Répertoire de prédilection de l’Orchestre pour l’occasion : les oeuvres de la famille Strauss, comme le souligne le président du Philharmonique, également premier violon. “C’est une musique très viennoise, une manière viennoise d’exprimer, d’expliquer la vie, assure Clemens Hellsberg. Notre orchestre est intimement lié à ce genre de musique car la plupart d’entre nous a grandi avec. Ce qui nous intéresse, poursuit-il, c’est de délivrer un concert et une musique qui sont très populaires. En même temps, cette musique est aussi la plus exigeante d’un point de vue artistique. Il faut être à la hauteur des pièces de la dynastie Strauss qui sont de véritables chef-d’oeuvres.”

L’Orchestre Philharmonique cultive la liberté. Il n’a pas de chef attitré. Depuis sa création en 1842, ce sont les musiciens eux-même qui gèrent l’ensemble et qui choisissent celui qu’ils suivront à la baguette. Le Français Georges Prêtre a eu la chance de diriger le concert du Nouvel an pour la deuxième fois.

Au sein de l’Orchestre, quelques interprètes viennent d’horizons lointains comme le premier alto Tobias Lea, originaire d’Australie. Il a du adapter son jeu. “La façon dont je joue aujourd’hui est vraiment viennoise, affirme-t-il. Ce qui reste de mes origines australiennes, c’est la liberté qui me vient du fait que j’ai grandi au soleil, sur la plage et que je passais neuf mois de l’année pieds nus”, s’amuse-t-il.

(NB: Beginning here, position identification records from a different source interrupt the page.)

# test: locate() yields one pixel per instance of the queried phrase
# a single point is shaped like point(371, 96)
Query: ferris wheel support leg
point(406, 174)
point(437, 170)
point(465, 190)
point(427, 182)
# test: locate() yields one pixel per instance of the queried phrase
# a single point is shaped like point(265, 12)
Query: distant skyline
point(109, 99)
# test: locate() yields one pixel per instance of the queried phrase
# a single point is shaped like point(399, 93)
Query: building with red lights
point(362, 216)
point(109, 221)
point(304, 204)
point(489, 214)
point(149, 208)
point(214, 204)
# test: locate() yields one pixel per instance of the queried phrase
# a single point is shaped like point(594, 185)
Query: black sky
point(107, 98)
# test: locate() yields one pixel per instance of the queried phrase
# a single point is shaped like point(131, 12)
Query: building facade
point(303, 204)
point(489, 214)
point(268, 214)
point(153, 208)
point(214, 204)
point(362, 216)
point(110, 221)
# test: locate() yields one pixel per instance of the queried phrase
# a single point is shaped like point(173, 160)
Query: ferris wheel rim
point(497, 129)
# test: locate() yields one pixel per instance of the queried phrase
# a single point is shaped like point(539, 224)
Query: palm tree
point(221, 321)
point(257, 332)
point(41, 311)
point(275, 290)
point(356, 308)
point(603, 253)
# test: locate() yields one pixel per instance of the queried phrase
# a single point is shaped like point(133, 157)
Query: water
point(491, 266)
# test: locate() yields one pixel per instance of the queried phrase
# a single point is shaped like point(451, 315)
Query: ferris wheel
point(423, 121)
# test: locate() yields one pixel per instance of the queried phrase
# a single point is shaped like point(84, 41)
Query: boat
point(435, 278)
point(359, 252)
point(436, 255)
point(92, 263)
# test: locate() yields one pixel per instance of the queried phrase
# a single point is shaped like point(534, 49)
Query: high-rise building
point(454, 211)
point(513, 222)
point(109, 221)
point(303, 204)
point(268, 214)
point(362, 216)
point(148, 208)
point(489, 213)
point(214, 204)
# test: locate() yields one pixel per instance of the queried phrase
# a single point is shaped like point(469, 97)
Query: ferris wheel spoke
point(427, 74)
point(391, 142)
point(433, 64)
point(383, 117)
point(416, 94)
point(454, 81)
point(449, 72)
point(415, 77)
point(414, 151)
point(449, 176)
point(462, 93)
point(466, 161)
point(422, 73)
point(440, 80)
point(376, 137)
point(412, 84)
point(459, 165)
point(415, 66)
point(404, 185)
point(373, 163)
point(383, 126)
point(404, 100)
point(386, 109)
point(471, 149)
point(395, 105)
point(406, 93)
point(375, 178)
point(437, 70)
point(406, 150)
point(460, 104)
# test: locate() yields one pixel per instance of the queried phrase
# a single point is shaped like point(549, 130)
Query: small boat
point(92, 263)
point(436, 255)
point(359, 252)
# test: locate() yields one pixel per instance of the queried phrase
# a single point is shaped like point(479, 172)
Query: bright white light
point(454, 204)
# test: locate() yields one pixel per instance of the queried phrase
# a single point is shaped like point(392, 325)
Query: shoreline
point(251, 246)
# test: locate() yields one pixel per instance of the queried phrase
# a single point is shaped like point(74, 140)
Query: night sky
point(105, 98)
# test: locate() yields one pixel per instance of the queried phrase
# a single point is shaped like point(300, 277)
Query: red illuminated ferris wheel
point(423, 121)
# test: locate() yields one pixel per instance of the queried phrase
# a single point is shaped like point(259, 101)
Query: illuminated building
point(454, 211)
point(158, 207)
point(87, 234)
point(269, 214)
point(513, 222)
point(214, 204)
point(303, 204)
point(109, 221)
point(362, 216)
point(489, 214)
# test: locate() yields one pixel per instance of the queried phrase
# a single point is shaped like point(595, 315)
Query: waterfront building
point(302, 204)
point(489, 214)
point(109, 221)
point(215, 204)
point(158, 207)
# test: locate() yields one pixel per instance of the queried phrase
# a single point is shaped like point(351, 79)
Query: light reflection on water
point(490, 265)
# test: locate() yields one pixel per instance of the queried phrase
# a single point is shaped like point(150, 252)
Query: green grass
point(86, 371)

Depuis des siècles, l’histoire de Vienne est marquée par la musique. Clemens Hellsberg souligne qu’“elle a toujours eu une importance particulière pour la famille Habsbourg, comme pour les Viennois.”

“Quand je me promène en ville, confie-t-il, je me dis que Mozart est passé par là ou que Beethoven a contemplé ce palais lors de sa construction, que Haydn a fréquenté ces lieux, Brahms également.”

Et il conclut en lançant un appel : “La politique et l‘économie régissent tout. Je suis persuadé que le monde se porterait mieux si l’on écoutait davantage le message que nous délivrent les arts.”